Inhibitory effects of dietary soyasaponin on 2,4-dinitrofluorobenzene-induced contact hypersensitivity in mice.

PMID 27618807


Soyasaponins (SSs) abundant in soybean have anti-inflammatory activities; however, their therapeutic effects on allergic contact dermatitis (ACD) remain unknown. To assess the effects of SS-enriched diets on ACD, we used a mouse model of contact hypersensitivity (CHS). Mice were fed low-dose or high-dose SS-containing diets for 3xa0weeks prior to CHS induction with 2,4-dinitrofluorobenzene (DNFB). The low-dose SS diet attenuated DNFB-induced ear swelling and tissue oedema, and reduced the number of infiltrating Gr-1-positive myeloid cells.
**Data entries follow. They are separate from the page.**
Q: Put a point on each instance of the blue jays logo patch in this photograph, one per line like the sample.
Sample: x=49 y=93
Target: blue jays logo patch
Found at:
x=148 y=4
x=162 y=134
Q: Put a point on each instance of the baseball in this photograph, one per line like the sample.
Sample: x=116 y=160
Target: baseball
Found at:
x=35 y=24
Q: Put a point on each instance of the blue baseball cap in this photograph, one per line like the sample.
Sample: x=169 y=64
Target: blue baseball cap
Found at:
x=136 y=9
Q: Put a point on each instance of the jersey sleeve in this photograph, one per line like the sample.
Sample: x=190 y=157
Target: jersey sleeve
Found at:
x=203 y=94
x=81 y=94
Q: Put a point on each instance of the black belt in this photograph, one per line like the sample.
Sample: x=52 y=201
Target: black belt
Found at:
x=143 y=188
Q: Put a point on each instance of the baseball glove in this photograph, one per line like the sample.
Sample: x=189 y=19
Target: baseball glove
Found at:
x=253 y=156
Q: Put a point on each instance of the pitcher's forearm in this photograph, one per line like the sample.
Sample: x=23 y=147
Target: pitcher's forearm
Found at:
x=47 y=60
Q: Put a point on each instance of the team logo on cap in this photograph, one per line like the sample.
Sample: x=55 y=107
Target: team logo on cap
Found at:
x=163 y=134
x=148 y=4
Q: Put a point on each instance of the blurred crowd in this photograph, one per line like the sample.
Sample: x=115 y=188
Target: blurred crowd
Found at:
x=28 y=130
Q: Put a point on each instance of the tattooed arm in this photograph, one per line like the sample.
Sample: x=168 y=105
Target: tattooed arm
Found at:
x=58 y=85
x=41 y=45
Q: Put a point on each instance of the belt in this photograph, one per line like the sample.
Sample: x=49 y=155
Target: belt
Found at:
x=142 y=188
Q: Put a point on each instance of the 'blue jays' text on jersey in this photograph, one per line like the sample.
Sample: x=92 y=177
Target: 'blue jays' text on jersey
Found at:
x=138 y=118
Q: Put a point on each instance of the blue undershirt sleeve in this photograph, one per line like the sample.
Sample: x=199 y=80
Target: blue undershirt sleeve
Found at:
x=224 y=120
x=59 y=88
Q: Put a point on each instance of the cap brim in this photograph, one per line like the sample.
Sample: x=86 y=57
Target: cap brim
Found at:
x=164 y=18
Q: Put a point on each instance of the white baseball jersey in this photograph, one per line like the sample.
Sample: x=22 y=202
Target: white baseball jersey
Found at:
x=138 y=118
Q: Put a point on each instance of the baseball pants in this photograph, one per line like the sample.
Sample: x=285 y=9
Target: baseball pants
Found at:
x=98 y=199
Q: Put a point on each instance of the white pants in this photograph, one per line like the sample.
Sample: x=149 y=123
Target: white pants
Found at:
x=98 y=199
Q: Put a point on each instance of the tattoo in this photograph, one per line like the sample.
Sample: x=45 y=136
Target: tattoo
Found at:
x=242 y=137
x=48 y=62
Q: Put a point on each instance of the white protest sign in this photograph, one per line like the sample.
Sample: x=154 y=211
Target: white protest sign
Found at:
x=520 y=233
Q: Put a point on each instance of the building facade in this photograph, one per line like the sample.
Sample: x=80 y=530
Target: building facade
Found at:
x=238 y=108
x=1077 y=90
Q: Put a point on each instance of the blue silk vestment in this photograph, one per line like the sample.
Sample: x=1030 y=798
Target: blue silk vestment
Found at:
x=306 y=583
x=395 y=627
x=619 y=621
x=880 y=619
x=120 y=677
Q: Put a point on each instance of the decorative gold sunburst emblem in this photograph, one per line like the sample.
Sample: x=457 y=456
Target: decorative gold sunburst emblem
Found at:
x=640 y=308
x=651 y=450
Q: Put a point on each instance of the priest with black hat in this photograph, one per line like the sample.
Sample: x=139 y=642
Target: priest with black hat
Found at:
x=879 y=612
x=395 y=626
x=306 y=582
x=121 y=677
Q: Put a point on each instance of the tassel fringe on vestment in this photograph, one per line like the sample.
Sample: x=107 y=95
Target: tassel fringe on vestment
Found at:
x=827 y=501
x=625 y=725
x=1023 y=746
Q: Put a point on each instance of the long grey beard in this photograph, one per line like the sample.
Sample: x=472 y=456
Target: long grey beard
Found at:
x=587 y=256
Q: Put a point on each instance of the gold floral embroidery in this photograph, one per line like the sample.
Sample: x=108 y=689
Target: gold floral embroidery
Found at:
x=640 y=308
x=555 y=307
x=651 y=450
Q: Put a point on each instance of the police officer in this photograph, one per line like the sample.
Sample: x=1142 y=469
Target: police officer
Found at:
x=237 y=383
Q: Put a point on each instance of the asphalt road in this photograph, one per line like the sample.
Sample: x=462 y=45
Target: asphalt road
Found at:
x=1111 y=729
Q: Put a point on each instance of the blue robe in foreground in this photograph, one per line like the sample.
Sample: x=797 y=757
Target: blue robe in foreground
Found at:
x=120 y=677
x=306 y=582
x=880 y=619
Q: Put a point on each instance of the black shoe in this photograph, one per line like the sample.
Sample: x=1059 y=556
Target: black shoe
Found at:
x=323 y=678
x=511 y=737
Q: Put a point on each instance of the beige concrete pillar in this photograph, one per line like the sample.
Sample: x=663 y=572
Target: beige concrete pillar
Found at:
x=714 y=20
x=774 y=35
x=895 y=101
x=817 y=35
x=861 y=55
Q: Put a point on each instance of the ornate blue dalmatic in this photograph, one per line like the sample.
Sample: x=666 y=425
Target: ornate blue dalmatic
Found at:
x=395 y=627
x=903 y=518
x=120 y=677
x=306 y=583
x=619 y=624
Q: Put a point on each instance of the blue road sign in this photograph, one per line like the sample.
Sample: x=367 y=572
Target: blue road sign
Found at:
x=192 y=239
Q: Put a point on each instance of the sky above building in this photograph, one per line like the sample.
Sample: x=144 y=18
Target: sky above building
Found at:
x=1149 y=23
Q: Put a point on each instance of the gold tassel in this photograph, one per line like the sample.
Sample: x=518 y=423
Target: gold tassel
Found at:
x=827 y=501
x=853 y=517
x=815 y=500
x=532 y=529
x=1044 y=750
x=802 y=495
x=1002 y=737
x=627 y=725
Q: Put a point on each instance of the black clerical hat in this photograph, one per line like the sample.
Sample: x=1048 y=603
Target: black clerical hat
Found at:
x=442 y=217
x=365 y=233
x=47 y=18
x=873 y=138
Low-dose, but not high-dose, SSs decreased chemokine (C-X-C motif) ligand 2 (CXCL2) and triggering receptor expressed on myeloid cells (TREM)-1 production in ear tissues, compared to a control. Taxonomic 16S rRNA analysis revealed significant alterations in faecal microbiota caused by CHS, which were reversed by low-dose SSs. The low-dose SS and non-CHS groups clustered together, while the high-dose SS group split between CHS and non-CHS clusters. Our results demonstrated that low-dose SSs alleviated CHS symptoms by attenuating inflammation and improving the intestinal microbiota composition, suggesting that dietary SSs may have beneficial effects on ACD.